Singing is pretty amazing. Who doesn’t want to learn to sing better, right? I’m assuming most of you reading this article are looking for advice on how to sing better. Today I want to take some time to talk about the importance of the approach you take in learning to sing.
We live in a fast-paced world. With ever evolving technology at our fingertips, instant gratification is the norm. Mastering any instrument, especially the voice, is not something that happens overnight. However, unfortunately I see many young students exhibit frustration when they can’t belt like Beyoncé after their first voice lesson.
I’m sure many of you are familiar with the term “muscle memory”. Contrary to what the name suggests, our muscles aren’t remembering whatever tasks we are working on, but our brain is. Through repetition, our brain remembers certain tasks and sends signals to our muscles. As I am typing this article, my fingers are clicking away at the keyboard, and I am not thinking about where the different keys are. Because I have typed so much, I can now execute that task on a completely subconscious level. That is an example of muscle memory. I’m sure you can think of many examples of times when you practiced something over and over until it became easier. That is how you learned to walk and talk as a baby!
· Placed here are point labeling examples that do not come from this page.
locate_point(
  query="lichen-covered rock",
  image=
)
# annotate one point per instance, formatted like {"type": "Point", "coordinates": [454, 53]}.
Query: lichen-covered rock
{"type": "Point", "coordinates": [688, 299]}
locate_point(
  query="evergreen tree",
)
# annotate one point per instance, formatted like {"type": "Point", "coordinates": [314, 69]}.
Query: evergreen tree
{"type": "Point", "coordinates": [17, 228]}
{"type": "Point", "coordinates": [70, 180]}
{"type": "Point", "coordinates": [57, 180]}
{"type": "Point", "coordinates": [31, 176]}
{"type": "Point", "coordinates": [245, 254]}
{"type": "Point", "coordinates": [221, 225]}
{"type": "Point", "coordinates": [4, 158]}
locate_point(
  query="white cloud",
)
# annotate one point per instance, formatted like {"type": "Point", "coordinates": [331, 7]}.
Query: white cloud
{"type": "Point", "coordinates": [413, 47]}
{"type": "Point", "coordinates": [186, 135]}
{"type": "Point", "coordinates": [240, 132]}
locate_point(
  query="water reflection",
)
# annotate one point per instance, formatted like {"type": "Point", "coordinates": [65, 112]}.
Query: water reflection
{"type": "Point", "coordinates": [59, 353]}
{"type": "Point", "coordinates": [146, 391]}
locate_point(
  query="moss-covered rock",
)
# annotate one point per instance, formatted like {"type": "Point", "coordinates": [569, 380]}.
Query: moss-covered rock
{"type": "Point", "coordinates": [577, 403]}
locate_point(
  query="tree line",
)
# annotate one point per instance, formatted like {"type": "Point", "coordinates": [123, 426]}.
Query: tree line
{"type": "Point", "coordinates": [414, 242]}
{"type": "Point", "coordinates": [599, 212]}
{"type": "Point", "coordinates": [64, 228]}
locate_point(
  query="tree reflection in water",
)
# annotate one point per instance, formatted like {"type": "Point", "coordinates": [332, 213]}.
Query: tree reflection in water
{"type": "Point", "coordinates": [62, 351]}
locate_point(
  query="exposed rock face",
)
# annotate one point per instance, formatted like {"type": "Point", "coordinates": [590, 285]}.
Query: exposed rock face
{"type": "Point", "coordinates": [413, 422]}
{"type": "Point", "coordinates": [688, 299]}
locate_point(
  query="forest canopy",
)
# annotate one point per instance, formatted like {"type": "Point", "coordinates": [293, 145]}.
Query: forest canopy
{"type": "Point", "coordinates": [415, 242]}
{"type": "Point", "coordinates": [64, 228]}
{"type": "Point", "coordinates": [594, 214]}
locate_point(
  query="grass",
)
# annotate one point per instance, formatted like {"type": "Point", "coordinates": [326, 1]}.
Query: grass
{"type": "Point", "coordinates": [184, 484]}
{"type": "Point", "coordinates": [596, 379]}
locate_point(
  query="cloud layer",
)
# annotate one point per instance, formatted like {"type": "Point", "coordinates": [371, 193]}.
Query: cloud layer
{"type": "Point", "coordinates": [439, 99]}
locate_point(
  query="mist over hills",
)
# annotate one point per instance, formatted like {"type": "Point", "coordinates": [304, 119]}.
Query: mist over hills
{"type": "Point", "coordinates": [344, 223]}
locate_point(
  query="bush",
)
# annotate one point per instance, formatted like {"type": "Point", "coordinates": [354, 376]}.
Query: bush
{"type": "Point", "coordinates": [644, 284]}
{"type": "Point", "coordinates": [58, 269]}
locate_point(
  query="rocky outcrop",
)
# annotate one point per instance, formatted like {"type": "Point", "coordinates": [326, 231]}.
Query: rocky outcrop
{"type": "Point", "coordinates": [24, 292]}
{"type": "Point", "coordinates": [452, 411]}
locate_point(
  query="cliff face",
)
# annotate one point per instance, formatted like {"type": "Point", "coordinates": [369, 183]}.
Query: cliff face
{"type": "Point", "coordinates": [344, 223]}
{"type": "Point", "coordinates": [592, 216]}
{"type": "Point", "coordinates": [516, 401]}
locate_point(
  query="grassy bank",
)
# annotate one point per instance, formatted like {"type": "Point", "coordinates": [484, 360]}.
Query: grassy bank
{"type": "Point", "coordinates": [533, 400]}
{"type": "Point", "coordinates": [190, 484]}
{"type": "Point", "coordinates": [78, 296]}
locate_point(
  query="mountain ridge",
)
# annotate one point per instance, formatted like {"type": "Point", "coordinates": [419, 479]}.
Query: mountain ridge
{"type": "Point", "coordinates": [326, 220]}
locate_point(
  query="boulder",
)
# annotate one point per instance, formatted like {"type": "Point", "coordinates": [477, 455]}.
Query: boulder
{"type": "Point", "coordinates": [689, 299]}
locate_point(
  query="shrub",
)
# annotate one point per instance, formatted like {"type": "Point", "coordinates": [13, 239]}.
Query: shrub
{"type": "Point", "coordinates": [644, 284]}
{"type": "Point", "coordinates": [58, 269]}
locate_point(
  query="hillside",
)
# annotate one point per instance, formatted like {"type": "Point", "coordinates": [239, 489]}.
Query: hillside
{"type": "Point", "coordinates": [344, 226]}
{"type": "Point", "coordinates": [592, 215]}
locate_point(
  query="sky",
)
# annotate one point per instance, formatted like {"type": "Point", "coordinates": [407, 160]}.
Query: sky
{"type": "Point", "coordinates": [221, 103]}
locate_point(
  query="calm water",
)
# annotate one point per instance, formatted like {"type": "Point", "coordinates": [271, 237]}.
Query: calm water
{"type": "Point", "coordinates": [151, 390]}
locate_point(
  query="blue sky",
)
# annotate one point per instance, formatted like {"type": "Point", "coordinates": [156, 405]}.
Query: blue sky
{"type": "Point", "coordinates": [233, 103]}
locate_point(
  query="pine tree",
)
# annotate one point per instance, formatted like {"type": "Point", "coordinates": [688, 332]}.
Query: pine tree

As our vocal cords are comprised of muscle, obviously muscle memory comes into play when learning how to sing. This is why you should be practicing your vocal exercises 5-6 times a week. The exercises that your teacher gives you are most likely repetitive exercises up and down a scale that are designed to be practiced frequently for the best results. After you practice these vocal coordinations over and over, they will become easier. I will go back to the example of walking. When you were a baby, you really had to concentrate on walking, but now the muscle memory has taken over, and you walk without thought.
One of the hardest things to change is bad muscle memory. A lot of singers have been practicing bad habits, whether from singing a lot without instruction, or from poor instruction. Perhaps the wrong muscles are firing when they are singing. Oftentimes, singers are engaging their jaw and neck muscles unnecessarily. To correct this, the bad muscle memory must be undone before the new can be taught. This can be a frustrating process, but consistent practice can most definitely change these habits.
This is where patience comes into play. Learning how to sing is not something you can expect to master in a few lessons. I have been singing my whole life, and am still learning and improving all the time. Besides the fact that muscle memory takes time, your voice is fragile. You can’t practice for hours on end like you can with other musical instruments. The voice can only do so much.
To study singing is an enormously gratifying experience, and one that can change you in more ways than you can imagine. However, you must be serious about your studies if you expect to see results. Consistent practice is key, and you must be gentle with yourself. As in any journey, there will be great moments, and moments of frustration. You must know that it is all part of the process. You should approach each lesson and practice session with focus, enthusiasm, and patience. You should be willing to take risks and fall flat on your face. Most importantly, you should continuously remind yourself that it is a process. Enjoy the journey!